Subscribe

Lost confidence

WARNING: Still in draft
This article is unfinished, made public for feedback and contemplation.
RICE and other confidence-based frameworks are mostly noise. Here’s how to make decisions without pretending to know the unknowable.

Confidence games

Many prioritization frameworks include a measure of confidence1—how sure we are that we can execute, at more-or-less the predicted estimated effort, resulting in more-or-less the predicted impact. This seems rational; if two projects generate equal value for equal effort, but we’re confident we can execute the first and unsure about the second, we should select the first.

1 Or a measure of risk. Whether risk is equal to 1—confidence is left to the discretion of the reader.

This is not, however, how confidence scores are used. If it were, the process would look like this:

  1. Score projects somehow.
  2. If there’s one clear winner, do it.
  3. If there’s a tie, pick the one we are more confident in.

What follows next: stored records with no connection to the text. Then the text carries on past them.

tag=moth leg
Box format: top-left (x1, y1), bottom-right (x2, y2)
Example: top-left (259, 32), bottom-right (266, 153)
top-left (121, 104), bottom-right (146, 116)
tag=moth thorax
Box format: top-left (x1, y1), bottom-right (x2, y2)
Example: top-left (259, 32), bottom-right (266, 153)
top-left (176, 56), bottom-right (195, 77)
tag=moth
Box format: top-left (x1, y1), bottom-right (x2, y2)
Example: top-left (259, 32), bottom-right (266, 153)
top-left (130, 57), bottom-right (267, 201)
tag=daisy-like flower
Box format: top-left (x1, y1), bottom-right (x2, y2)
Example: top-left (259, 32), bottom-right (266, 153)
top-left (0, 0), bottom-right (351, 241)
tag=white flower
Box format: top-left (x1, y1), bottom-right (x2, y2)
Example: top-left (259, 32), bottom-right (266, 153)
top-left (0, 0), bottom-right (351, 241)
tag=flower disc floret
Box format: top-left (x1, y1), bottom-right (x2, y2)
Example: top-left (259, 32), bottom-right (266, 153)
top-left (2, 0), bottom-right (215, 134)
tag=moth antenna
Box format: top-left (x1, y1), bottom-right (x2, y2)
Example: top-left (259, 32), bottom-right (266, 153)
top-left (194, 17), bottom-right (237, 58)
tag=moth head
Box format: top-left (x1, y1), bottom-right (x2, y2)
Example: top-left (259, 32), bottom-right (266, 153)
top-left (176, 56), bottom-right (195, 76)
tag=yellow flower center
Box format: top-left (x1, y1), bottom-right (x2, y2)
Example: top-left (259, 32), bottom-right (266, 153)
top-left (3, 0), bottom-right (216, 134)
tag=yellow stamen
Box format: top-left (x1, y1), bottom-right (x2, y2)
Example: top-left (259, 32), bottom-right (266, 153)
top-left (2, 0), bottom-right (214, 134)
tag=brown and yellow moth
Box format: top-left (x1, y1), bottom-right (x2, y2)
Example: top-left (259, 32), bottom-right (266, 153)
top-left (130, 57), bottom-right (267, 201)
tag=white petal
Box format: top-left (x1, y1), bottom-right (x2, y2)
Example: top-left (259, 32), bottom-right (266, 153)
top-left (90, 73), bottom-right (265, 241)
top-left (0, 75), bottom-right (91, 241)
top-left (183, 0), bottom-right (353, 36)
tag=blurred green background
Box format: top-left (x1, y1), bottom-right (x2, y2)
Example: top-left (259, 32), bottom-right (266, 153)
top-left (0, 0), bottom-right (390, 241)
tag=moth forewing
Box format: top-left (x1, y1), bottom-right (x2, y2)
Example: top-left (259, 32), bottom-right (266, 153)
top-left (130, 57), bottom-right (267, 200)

That’s not a bad idea. But popular frameworks like RICE include “confidence” in step one:

\text{Score} = \dfrac{\text{Reach}\times\text{Impact}\times\text{Confidence}}{\text{Effort}}

Or RPS:

\text{Score} = \text{Reach}\times\text{Potential}\times\text{Solution Confidence}

Which means, for example, the following two scenarios are deemed equally strong:

  1. A small incremental feature, that we’re sure we can execute.
  2. A large feature, with large impact, that carries some risk.

This equality is false. Especially when you remember that small projects almost always carry higher confidence, and rightly so.2 But that systematically skews the prioritization away from delivering as much value as possible—the opposite of what a prioritization framework ought to do.

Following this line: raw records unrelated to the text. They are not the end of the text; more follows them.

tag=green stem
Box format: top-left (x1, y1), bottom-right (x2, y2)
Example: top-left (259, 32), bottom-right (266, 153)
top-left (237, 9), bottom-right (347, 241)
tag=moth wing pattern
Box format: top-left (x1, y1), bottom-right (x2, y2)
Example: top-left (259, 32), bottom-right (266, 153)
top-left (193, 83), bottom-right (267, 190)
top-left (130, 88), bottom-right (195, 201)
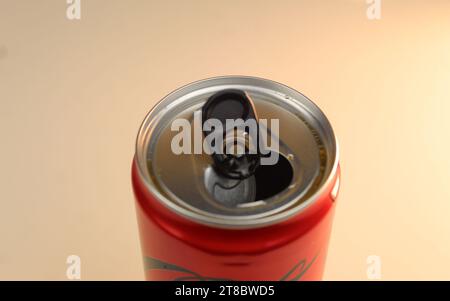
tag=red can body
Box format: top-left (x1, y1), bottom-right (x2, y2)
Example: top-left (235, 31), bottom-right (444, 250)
top-left (132, 160), bottom-right (339, 280)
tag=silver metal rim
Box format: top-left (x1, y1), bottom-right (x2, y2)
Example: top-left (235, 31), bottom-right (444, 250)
top-left (135, 76), bottom-right (339, 229)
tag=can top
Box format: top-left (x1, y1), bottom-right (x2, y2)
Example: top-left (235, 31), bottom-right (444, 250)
top-left (136, 76), bottom-right (338, 228)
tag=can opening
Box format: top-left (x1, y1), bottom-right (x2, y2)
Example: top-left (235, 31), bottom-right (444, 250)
top-left (204, 151), bottom-right (294, 208)
top-left (136, 77), bottom-right (337, 227)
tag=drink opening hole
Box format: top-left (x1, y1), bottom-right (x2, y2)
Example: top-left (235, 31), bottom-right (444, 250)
top-left (255, 154), bottom-right (294, 200)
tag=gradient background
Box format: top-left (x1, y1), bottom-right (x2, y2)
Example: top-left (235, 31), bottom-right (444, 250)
top-left (0, 0), bottom-right (450, 280)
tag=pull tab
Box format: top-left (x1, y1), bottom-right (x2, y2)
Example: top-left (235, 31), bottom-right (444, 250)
top-left (202, 89), bottom-right (260, 179)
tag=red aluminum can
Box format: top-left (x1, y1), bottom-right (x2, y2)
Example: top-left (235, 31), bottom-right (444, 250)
top-left (132, 76), bottom-right (340, 280)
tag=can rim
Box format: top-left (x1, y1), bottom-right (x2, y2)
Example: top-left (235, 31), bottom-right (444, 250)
top-left (134, 75), bottom-right (339, 229)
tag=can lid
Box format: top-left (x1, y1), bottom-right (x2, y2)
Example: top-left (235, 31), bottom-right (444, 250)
top-left (136, 77), bottom-right (337, 228)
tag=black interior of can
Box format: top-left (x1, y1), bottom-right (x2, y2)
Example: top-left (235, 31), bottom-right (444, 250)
top-left (254, 154), bottom-right (294, 201)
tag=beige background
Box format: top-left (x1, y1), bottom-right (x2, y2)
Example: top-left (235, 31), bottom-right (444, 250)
top-left (0, 0), bottom-right (450, 280)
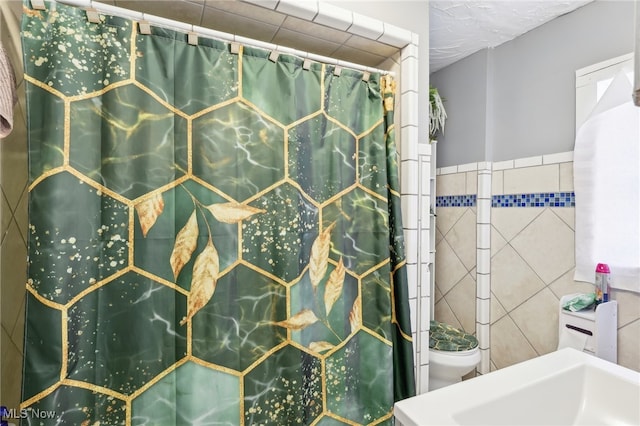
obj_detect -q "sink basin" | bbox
[394,348,640,426]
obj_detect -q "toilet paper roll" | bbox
[558,327,589,351]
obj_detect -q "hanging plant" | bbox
[429,86,447,142]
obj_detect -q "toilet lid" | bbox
[429,321,478,352]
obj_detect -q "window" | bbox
[573,55,640,292]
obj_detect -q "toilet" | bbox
[429,321,480,391]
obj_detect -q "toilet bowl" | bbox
[429,321,480,391]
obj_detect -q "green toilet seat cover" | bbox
[429,321,478,352]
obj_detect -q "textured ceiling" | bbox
[429,0,593,72]
[5,0,604,72]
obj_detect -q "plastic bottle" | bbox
[596,263,611,303]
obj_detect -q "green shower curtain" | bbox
[21,0,414,426]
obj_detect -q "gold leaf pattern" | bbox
[309,222,335,291]
[349,296,362,333]
[324,256,345,315]
[309,341,335,352]
[207,203,266,223]
[276,309,318,330]
[135,193,164,238]
[180,240,220,325]
[169,210,198,279]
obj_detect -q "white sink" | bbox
[394,348,640,426]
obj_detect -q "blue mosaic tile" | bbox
[436,194,476,207]
[491,192,576,207]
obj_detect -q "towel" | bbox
[0,44,18,138]
[573,70,640,292]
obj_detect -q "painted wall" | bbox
[327,0,429,142]
[431,0,635,167]
[435,152,640,373]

2 If you disagree, consider that the entire motivation of the Agile movement was that we should always have low confidence that large projects will be successful, despite our best techniques of planning, analysis, and estimation. And consider this theory of Rocks, Pebbles, and Sand.

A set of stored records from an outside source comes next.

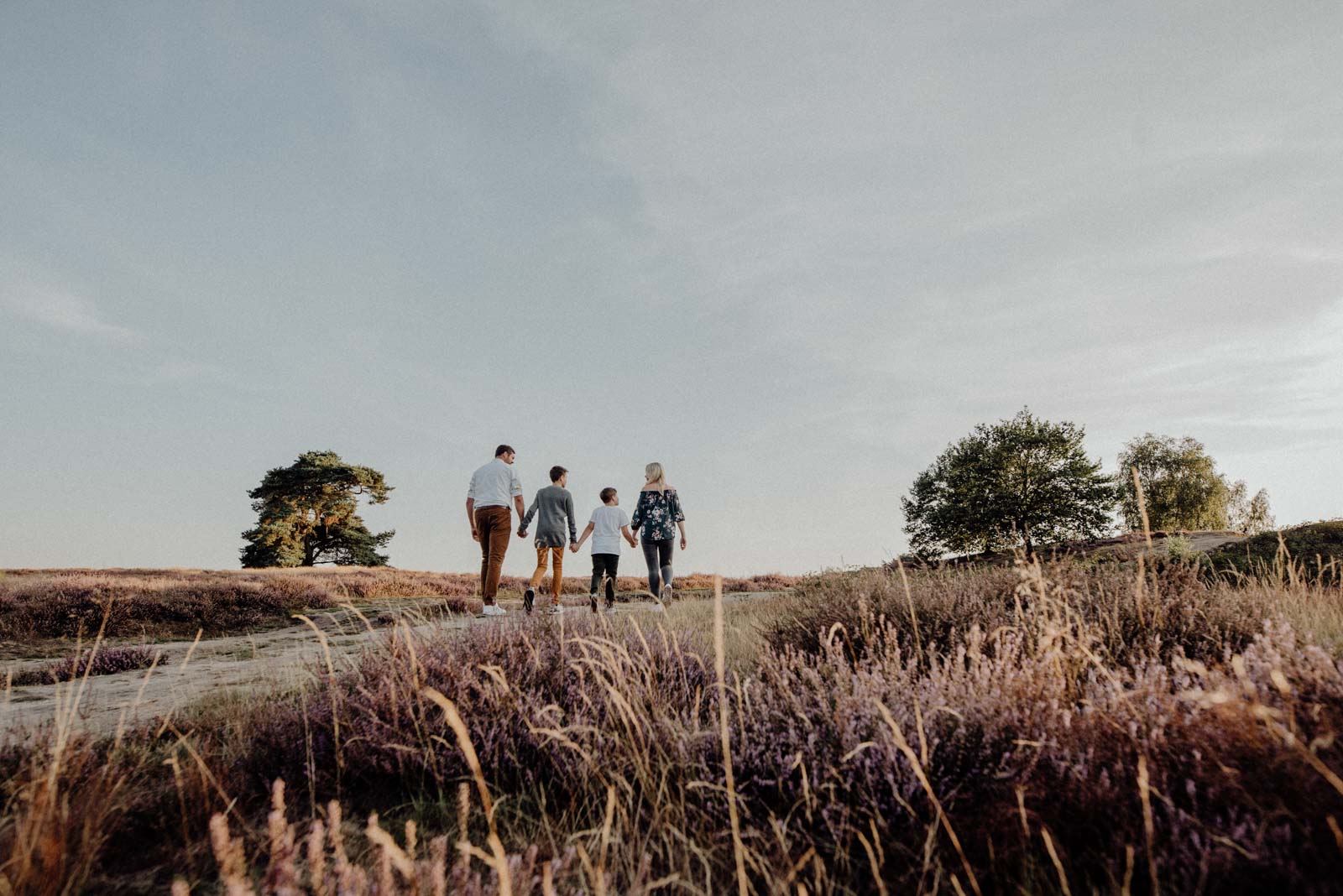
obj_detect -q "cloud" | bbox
[0,289,143,343]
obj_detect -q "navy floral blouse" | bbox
[630,488,685,542]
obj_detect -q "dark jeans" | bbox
[642,538,673,596]
[588,554,620,603]
[475,507,513,603]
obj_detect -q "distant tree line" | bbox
[901,409,1273,557]
[242,409,1273,567]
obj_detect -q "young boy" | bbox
[517,466,577,613]
[569,487,636,613]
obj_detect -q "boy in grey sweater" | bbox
[517,466,579,613]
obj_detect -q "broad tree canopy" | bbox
[901,410,1115,557]
[242,451,395,567]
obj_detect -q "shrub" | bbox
[1209,519,1343,585]
[12,647,154,687]
[0,563,1343,893]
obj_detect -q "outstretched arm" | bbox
[513,495,541,538]
[569,524,596,554]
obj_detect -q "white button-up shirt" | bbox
[466,457,522,510]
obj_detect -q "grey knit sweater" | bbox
[521,486,579,547]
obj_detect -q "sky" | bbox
[0,0,1343,574]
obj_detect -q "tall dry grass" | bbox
[0,562,1343,893]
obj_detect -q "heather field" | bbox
[0,557,1343,894]
[0,558,794,641]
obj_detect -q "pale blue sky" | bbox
[0,0,1343,574]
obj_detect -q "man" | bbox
[466,445,524,616]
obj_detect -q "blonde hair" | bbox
[643,460,667,491]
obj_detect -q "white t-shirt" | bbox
[588,504,630,554]
[466,457,522,510]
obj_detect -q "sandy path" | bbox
[0,596,732,735]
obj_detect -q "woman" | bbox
[630,463,685,609]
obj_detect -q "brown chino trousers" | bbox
[475,507,513,603]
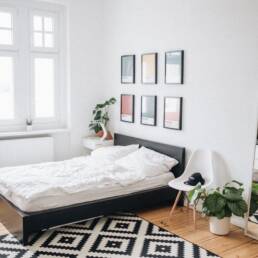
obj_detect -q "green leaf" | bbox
[223,187,243,201]
[227,200,248,217]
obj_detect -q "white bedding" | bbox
[0,156,173,212]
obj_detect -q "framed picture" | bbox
[165,50,184,84]
[141,53,158,84]
[141,96,157,126]
[163,97,183,130]
[120,94,134,123]
[121,55,135,83]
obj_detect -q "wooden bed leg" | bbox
[193,203,197,229]
[169,191,182,219]
[21,234,29,246]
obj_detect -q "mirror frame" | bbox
[244,117,258,240]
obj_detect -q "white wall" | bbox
[102,0,258,226]
[54,0,104,160]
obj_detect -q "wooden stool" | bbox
[169,191,197,229]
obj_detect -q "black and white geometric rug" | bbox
[0,214,218,258]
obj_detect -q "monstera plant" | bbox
[89,97,116,137]
[189,180,248,235]
[249,182,258,216]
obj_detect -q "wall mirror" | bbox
[245,125,258,239]
[141,96,157,126]
[121,55,135,83]
[141,53,158,84]
[165,50,184,84]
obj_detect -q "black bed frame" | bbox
[0,134,185,245]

I don’t believe your confidence score anyway. First, because it’s ill-defined. What does “30%” mean? What it should mean, is you track your confidence scores and measure how accurate they were after the fact, and determine how good you are at it with mathematical precision. But you don’t do that, do you? And if you only ship a few major features per year, you don’t have enough data to know.

Second, I don’t believe you because we all know that projects are nearly always late, and often have less impact, less quickly, than we wanted. No matter how confident we were. Indeed, everything we choose to do, we have at least “pretty good confidence in,” or we wouldn’t do it at all! So what weight should we place in “confidence?”

Hofstadter’s Law
It always takes longer than you expect, even when you take Hofstadter’s Law into account.

To prove this, find any experienced Product Manager and ask: “Can you recall a feature you were certain would be well-received, but wasn’t?” Perhaps they had evidence from customer conversations, explicit requests, or purchase commitments—yet after building it, almost no one used it, including those who promised they would. Their eyes will roll as they share multiple stories. This doesn’t make them a bad PM. Everyone who has built products, regardless of skill, has these experiences. The best PMs have techniques to mitigate this problem,3 but none will claim they can eliminate it entirely.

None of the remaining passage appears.